Graph-Based Audits for Meek Single Transferable Vote Elections

In the context of election security, a Risk-Limiting Audit (RLA) is a statistical framework that uses a minimal partial recount of the ballots to guarantee that the results of the election were correctly reported. A generalized RLA framework has remained elusive for algorithmic election rules such as the Single Transferable Vote (STV) rule, because of the dependence of these rules on the chronology of eliminations and elections leading to the outcome of the election. This paper proposes a new graph-based approach to audit these algorithmic election rules, by considering the space of all possible sequences of elections and eliminations. If we fix a subgraph of this universal space ahead of the audit, a sufficient strategy is to verify statistically that the true election sequence does not leave the fixed subgraph. This makes for a flexible framework to audit these elections in a chronology-agnostic way.

💡 Research Summary

The paper introduces a novel graph‑based framework for conducting risk‑limiting audits (RLAs) of elections that use the Meek variant of the Single Transferable Vote (STV). Traditional RLAs have been successful for single‑winner contests because they can directly test whether the reported margin could be overturned by the observed sampling error. STV, however, is algorithmically complex: the order in which candidates are elected or eliminated can dramatically affect the final committee, making a full recount appear necessary to certify the result.

To overcome this, the authors model the entire space of possible election histories as a universal directed graph Ω. Each vertex represents a state (H, W) where H is the set of “hopeful” (still‑in‑the‑running) candidates and W is the set of already elected candidates. An edge connects two vertices if, given a bounded discrepancy (e.g., up to 40 votes) between the recorded Cast Vote Records (CVRs) and the true ballots, the election could legitimately transition from one state to the next in a single round.

The auditor pre‑selects a subgraph G ⊆ Ω that contains all states reachable under the assumed error bound and that leads to the reported winner set. The audit then tests the null hypothesis H⋆: “the true election path leaves G.” By randomly sampling physical ballots and comparing them to the CVRs, the auditor estimates the probability that the observed discrepancies would force the true path outside G. If this probability is below a pre‑chosen risk limit α (e.g., 5 %), H⋆ is rejected and the audit succeeds: even though the exact chronology is unknown, every admissible path within G ends with the same committee, confirming the reported outcome.

A key technical contribution is the formalization of the Meek rule as a monotone decreasing map that removes one candidate per round without requiring explicit “election” steps. Meek’s defining features—continuous recalculation of transfer values after each election and dynamic quota adjustment—make the rule inherently chronology‑independent. This contrasts sharply with the Weighted Inclusive Gregory Method (WIGM), where transfer values are fixed after a candidate’s election, rendering the outcome sensitive to the precise order of eliminations and elections.
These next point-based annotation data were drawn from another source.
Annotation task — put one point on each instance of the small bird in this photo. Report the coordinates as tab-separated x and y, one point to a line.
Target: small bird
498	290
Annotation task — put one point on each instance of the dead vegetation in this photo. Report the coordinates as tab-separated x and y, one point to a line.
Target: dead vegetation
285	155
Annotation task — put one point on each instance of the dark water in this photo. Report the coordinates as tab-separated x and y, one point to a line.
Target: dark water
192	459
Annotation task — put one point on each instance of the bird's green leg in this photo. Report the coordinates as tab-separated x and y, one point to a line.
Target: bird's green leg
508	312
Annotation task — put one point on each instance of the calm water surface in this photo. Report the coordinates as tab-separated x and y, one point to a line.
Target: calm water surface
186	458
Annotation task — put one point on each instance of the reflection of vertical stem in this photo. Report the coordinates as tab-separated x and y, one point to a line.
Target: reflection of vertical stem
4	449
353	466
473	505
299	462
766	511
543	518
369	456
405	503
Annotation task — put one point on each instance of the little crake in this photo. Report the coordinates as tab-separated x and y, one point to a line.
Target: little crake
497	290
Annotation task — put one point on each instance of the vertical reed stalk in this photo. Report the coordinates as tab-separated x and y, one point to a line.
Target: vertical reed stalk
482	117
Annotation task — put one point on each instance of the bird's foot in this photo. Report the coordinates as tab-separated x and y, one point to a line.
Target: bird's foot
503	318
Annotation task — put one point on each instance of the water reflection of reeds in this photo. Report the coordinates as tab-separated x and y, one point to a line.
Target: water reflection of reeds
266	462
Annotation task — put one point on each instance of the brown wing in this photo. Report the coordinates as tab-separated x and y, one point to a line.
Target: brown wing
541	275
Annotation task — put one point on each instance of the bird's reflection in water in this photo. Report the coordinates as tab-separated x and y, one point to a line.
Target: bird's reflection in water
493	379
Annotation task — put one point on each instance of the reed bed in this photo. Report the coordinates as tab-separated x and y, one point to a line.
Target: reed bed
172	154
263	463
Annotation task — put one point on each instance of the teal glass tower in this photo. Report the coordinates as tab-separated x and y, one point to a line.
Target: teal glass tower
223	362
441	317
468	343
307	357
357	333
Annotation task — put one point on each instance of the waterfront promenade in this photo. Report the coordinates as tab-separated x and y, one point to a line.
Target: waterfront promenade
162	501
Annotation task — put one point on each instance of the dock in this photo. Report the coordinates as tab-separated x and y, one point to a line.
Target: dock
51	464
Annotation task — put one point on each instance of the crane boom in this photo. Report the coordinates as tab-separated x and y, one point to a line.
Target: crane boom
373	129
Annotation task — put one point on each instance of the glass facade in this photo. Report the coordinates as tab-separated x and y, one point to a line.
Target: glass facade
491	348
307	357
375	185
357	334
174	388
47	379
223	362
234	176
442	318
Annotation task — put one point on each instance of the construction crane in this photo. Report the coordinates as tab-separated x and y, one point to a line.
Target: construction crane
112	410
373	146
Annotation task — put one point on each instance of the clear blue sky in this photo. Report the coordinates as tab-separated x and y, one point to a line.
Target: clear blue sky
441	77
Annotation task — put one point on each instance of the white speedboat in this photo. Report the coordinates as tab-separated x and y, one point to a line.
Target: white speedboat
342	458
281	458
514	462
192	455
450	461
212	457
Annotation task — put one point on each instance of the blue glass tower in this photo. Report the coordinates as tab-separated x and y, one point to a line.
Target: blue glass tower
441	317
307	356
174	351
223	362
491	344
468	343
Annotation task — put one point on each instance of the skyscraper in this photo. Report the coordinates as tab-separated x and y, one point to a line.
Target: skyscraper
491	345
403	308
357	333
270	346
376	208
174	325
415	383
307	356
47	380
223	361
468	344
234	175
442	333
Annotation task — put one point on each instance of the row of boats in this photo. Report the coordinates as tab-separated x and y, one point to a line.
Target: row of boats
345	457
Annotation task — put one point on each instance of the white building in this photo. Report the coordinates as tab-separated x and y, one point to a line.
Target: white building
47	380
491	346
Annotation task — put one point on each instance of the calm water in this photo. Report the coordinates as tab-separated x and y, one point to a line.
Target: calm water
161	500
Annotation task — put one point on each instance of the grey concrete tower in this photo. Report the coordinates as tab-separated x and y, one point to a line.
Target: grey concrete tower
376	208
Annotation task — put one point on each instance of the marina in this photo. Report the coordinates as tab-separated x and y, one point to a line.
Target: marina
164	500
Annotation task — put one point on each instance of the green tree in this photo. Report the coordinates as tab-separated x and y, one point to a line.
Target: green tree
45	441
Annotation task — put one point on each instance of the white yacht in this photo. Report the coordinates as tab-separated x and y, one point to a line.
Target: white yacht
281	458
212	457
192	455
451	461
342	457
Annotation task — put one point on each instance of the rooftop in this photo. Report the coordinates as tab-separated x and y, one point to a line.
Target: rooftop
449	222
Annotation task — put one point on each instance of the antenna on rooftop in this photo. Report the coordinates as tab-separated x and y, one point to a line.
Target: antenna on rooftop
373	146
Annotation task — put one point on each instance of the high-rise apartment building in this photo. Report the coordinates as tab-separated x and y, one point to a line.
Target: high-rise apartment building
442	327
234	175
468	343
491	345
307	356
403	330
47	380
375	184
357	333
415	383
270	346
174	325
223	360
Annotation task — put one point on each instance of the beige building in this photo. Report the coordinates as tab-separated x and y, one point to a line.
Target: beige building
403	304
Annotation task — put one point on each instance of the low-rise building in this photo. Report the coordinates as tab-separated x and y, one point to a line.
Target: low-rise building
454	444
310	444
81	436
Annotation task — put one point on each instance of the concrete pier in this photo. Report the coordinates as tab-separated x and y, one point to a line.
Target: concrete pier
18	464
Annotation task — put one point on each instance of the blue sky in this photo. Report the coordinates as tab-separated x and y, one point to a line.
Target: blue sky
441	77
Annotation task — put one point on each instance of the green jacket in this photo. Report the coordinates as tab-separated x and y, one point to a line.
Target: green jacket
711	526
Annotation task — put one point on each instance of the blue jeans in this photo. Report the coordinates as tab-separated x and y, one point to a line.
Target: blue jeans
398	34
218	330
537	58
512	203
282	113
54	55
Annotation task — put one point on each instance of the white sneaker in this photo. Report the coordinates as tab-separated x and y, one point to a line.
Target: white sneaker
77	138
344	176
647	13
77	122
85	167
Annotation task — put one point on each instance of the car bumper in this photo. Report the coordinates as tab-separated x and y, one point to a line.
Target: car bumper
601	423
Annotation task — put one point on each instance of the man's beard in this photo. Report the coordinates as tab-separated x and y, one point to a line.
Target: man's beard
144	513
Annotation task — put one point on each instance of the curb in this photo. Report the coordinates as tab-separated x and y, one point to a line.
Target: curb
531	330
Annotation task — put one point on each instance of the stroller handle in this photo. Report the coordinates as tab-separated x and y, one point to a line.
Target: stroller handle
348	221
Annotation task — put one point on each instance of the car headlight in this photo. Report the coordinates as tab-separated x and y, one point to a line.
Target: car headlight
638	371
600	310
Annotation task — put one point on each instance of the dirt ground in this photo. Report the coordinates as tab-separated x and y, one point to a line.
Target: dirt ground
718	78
The authors illustrate the framework with two real‑world elections. In the 2024 Portland City Council three‑seat STV contest, two candidates tied for last place in round 6; regardless of which was eliminated first, the final winner set remained unchanged. The audit graph G captured this redundancy, allowing a small‑sample audit to certify the result without a full recount. In the 2012 Perth‑Kinross Ward 9 election, the WIGM rule produced a razor‑thin margin (0.37 votes) that could be flipped by a tiny perturbation, making the election effectively unauditable under WIGM. Under Meek, however, the same profile yielded a stable margin of 46.87 votes in the final round, and the corresponding audit graph showed that all admissible paths converged to the same winner set.

The paper demonstrates that Meek STV’s chronology‑independence translates into audit‑friendly stability: the subgraph G can be constructed with far fewer vertices and edges, and the statistical test gains power because the worst‑case margin to audit is larger. Moreover, the framework is flexible: auditors can adjust the error bound, the risk limit, or the granularity of G to suit different jurisdictions or resource constraints.

Future work suggested includes optimizing graph construction to handle larger candidate pools, improving sampling schemes to reduce ballot‑draw requirements, and extending the approach to other STV variants (e.g., Droop‑quota based methods) or to hybrid systems that combine STV with other proportional representation mechanisms. Overall, the study provides a concrete, mathematically rigorous pathway to bring RLAs to complex multi‑winner elections, enhancing election security and public confidence while avoiding the prohibitive cost of full hand recounts.